Work · 2013–2014 · 🇿🇦Cape Town

Software Developer

AWS — EC2

EC2 API team out of Amazon’s Cape Town office — a team of about eight building the external API surface for what was, at the time, one of the largest distributed systems ever run.

  • Developed the EC2 API, Caching, and Tagging services across 10 global regions.
  • On-call rotation for >1000 production hosts — incident response and root-cause analysis on a team where mistakes were measurable in customer-visible ways.
  • Led deployment of the team’s services into the new Beijing EC2 region — flew to Seattle for the launch.
  • Implemented new EC2 IAM permissions; contributed to service observability and metrics.
  • Mentored interns and conducted interviews.

Debugging the load balancers’ mystery error codes

On call for the EC2 API, I kept seeing rare error codes from our load balancers that nobody on the team could explain. Reading through the load-balancer manuals, I worked out that they signalled the remote end — here, an EC2 API client — had hung up the connection. I traced the hang-ups to API calls timing out at 30 seconds, the default an EC2 API client waits for a response.

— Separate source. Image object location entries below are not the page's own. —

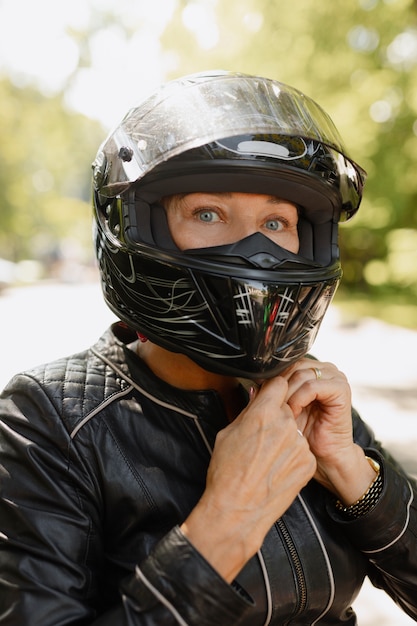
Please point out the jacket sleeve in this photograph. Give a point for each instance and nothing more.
(51, 550)
(387, 535)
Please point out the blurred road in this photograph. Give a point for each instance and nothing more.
(45, 321)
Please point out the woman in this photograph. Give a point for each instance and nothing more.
(196, 466)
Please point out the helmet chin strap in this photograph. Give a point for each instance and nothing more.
(256, 250)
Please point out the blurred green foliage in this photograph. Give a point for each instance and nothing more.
(45, 156)
(357, 59)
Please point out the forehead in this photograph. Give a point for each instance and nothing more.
(226, 196)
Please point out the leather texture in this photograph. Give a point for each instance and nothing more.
(100, 462)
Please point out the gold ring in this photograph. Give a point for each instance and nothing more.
(317, 372)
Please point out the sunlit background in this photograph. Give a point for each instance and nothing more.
(69, 71)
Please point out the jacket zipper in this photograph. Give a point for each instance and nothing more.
(296, 563)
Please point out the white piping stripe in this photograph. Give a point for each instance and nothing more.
(326, 558)
(101, 406)
(403, 530)
(123, 375)
(160, 597)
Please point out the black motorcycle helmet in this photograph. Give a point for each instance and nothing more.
(247, 309)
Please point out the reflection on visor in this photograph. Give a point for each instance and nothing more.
(200, 109)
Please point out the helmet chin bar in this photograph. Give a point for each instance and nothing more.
(256, 250)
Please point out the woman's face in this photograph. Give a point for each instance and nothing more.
(201, 220)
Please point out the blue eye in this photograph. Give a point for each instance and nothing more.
(208, 216)
(273, 225)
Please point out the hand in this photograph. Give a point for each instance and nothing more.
(322, 408)
(259, 464)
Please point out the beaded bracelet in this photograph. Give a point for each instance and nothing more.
(369, 498)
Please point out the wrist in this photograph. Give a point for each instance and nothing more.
(369, 499)
(350, 475)
(222, 541)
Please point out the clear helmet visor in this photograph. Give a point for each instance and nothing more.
(202, 108)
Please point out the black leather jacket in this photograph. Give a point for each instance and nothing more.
(100, 463)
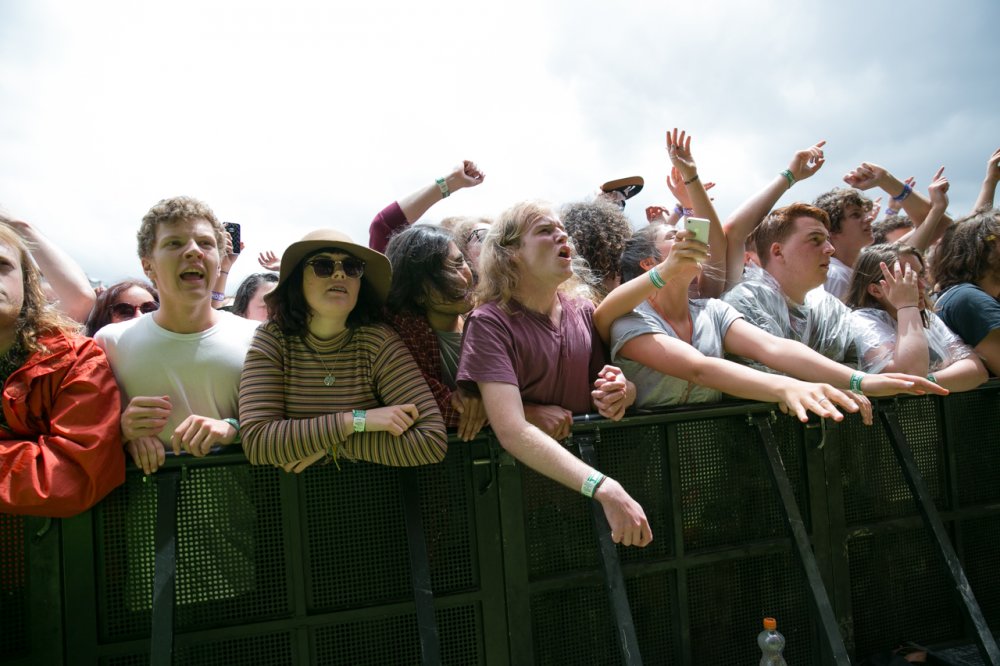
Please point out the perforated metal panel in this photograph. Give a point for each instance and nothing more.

The cause turned out to be old EC2 tutorials, which often showed an unpaginated call to list every public AMI machine image. As the catalogue grew, those calls came to dump gigabytes of data — and because we never deprecated valid EC2 API calls, they still had to work. I worked around it by caching the public AMI list on our API hosts and streaming it to clients that made these very large requests, so the data arrived far faster — well before they’d give up and hang up the connection.

The lasting outcome was a process change: it led to a new rule in our API review — never ship an unpaginated endpoint, even when we were certain the responses would stay small.

The customer who used tags as a database

I noticed that one of our largest customers at the time had a worryingly low cache hit rate on the EC2 API. Digging in, I found they were using the EC2 tagging service as a generic key-value store — tagging their EC2 machines with build progress, as percentages, while they deployed and rapidly updated them. Because tags feed into EC2’s IAM authentication scheme, changing any tag invalidated that customer’s cache key entirely, so almost every one of their calls missed the cache.

The fix was twofold: our customer-success team reached out to ask them to stop using the tagging service as a key-value store, and we put new limits on the rate at which customers could make EC2 tagging API calls.

My first AWS-level SEV review

We had a service-level objective: a month-long ceiling on the P99 duration of our API calls. For weeks, we’d watch some calls creep over that limit. The standing mitigation was to find the offending host and pull it from the rotation — sometimes just restarting the API service was enough — which made the symptom go away without anyone understanding the actual root cause.

I was on call when we finally breached the SLO. The problem had been recurring for weeks, but instead of reaching for the usual band-aid I took ownership: I root-caused it and took it to SEV review — my first at the AWS level. The slow calls turned out to be clustered in US-East-1 and on a shifting set of hosts serving our largest customer at the time, Netflix. US-East-1, as the oldest region, carried the most legacy hardware — and we’d missed pulling that oldest tier of hosts out of the load balancer’s rotation.

Removing the oldest generation of hosts from the load balancer fixed it, and a new team rule — never run more than two generations of hardware behind the same service — kept it fixed for good.